Was sind die Konsequenzen für Teams in Zukunft?

Christian Prudhomme: Das derzeitige System (ProTour) funktioniert nicht mehr, es ist vollkommen bankrott. Man will es nicht mehr. Ein System, das nicht für das größte Rennen der Welt eintritt, ist kein System, das von Dauer sein kann. Die Zukunft des Radsports, die Erneuerung, geht nur über die Tour de France. Welches Rennen lockt denn zwei Millionen Leute in die Straßen von London? Und dieses Rennen wird (von der ProTour) nicht unterstützt. Wir brauchen eine Revolution, um dieses System zu stürzen.

Warum haben Sie Astana überhaupt eingeladen, wo es einen so schlechten Ruf hat?

Patrice Clerk: Ruf, das ist etwas, bei dem man vorsichtig sein muss. Das Team ging in die Saison mit Fahrern, die zu den Besten gehörten. Natürlich bedauere ich heute die Entscheidung. Ich bedauere, dass man wieder betrogen wurde. Das einzige, was ich bei diesem Team respektiere ist, dass sie heute Abend ihren Rückzug aus der Tour entschieden haben.

Wie ist Ihre Reaktion, wenn Rasmussen die Tour gewinnt?

Patrice Clerk: Michael Rasmussen wäre gar nicht am Start der Tour de France gewesen (wenn man von seinen Verwarnungen gewusst hätte, die Red.). In einer solchen Zeit der Krise brauchen wir einen vorbildhaften Champion, einen ohne Fehl und Tadel. Die Haltung von Michael Rasmussen vor dem Rennen, die Leichtigkeit, mit der er das administrative Reglement nicht respektiert, würde uns normalerweise dazu bringen, ihn nicht teilnehmen zu lassen an der Tour de France. Er ist kein Vorbild für das Peloton.
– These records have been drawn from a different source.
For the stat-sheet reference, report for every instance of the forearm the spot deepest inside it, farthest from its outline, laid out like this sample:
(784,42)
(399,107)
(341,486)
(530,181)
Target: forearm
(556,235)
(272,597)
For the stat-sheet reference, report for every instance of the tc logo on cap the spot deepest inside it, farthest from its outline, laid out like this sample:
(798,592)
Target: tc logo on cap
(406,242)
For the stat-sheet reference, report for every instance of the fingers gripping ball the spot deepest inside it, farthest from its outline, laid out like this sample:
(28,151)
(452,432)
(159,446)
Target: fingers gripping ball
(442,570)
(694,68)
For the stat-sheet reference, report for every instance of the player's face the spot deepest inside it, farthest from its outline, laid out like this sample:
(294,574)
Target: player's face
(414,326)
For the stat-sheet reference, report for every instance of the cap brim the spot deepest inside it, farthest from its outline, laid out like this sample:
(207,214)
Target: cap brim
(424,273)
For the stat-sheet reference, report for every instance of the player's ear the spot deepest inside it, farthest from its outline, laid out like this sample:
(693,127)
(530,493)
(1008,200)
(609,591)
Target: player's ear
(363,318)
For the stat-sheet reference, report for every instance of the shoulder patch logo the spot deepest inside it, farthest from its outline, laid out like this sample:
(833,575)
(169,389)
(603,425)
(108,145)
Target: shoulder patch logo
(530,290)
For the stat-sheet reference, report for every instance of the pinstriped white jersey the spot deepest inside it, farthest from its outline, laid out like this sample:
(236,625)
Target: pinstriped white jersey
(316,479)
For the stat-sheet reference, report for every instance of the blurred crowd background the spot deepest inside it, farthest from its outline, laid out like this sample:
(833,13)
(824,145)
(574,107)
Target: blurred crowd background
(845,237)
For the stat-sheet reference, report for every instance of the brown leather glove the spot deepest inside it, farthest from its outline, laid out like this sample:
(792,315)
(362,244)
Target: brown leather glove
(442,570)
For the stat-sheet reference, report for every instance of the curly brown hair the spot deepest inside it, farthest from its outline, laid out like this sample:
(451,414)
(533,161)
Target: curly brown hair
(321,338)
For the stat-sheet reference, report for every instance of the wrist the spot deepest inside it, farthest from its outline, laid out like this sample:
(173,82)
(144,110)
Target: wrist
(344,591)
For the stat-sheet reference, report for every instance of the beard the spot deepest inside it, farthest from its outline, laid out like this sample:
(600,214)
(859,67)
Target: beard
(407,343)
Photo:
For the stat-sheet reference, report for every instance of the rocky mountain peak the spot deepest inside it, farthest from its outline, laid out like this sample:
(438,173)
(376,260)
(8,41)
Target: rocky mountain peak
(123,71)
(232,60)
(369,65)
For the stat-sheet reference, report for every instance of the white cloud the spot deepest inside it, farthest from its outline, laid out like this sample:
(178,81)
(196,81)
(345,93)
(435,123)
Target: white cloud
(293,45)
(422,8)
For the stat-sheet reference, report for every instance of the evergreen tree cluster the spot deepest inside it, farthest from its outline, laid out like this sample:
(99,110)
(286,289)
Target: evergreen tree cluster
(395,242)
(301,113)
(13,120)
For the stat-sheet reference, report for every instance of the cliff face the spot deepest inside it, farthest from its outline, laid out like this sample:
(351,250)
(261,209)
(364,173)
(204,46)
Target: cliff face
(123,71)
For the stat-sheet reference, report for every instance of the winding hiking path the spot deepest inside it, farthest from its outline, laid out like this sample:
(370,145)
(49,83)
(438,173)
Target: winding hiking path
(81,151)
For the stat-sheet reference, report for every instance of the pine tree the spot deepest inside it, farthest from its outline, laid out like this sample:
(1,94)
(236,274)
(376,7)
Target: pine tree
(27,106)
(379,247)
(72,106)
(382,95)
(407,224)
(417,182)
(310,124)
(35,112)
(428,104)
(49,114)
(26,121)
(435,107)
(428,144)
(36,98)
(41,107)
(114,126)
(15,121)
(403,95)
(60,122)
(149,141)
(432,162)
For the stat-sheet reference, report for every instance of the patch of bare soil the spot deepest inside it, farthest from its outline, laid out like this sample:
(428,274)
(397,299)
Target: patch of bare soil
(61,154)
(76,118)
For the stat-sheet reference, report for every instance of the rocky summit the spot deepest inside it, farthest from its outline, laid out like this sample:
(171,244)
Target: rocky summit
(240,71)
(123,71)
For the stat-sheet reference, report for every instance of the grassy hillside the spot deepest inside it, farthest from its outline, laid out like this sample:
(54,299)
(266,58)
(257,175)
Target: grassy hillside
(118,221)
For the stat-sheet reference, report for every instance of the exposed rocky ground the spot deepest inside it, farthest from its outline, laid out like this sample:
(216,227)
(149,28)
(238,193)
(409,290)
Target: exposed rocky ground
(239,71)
Ist die Tour einfach zu schwer, dass die Fahrer deshalb dopen?

Christian Prudhomme: Wird beim 100m-Lauf oder im Marathon mehr gedopt? Seit zehn Jahren verkürzen wir die Etappen, mit bekanntem Erfolg. Man betrügt nicht weil das Rennen hart ist, sondern weil man gewinnen will, für Ruhm und Geld. Wenn es olympisches Sackhüpfen gäbe, würden die Leute auch da betrügen um zu gewinnen.